Trump implored conservatives to fight like they mean it in the midterms to stop the Democrats and break the blue wave forming off the coast. He said:

So you got to keep up the enthusiasm. Now what happens, by the way, they lose. And then you have the presidential election coming up again, and you clobber them because everybody gets off their ass and they get out and they work. Right? And they work. And they work and work and work. And you end up winning the Presidency again. And we should do that — hopefully we’re going to do that very easily. But never — we have to worry — right now, we have a big race coming up in ’18. You have to get out. You have to just get that enthusiasm. Keep it going. See, the word, really, is ‘complacent.’ People get complacent. It’s a natural instinct. You just won, and now you’re happy and you’re complacent. Don’t be complacent. Okay? Don’t be complacent. Because if they get in, they will repeal your tax cuts, they will put judges in that you wouldn’t believe, they’ll take away your Second Amendment, which we will never allow to happen. They’ll take away your Second Amendment.

Trump’s important CPAC speech—perhaps the best he has given as President, save maybe his first State of the Union or his address to a joint session of Congress in his first few months—served not just as a reminder of why 2016 was so important but as a wake-up call to Republicans moving forward.

“It’s vital,” Bossie said of movement and party unity walking into the midterm elections. “The left is highly motivated to try to destroy this presidency through investigation and this now-bogus Russia investigation.
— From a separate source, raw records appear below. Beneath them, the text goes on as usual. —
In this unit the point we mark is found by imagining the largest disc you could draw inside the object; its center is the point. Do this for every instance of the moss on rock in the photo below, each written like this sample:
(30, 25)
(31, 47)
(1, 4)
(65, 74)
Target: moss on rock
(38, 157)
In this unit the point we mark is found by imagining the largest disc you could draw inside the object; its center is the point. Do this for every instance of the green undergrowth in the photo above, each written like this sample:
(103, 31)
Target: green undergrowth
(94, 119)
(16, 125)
They will stop at nothing—they will stop at nothing—to try to destroy him and this presidency. Part of that plan is to defeat Republicans in November. That is a big problem for the conservative movement.”

Meadows agrees. “It’s critical,” the Freedom Caucus chairman, who received a shout-out along with Rep. Jim Jordan (R-OH) from the President during his speech, told Breitbart News. “We’ve got to be unified moving forward into November but not just until November—in 2020 and beyond. And I think the more you do what you said you were going to do, the more unified you’ll be. For all those who are reading what you have to say, I want them to hear this: Stay engaged, help is on the way.”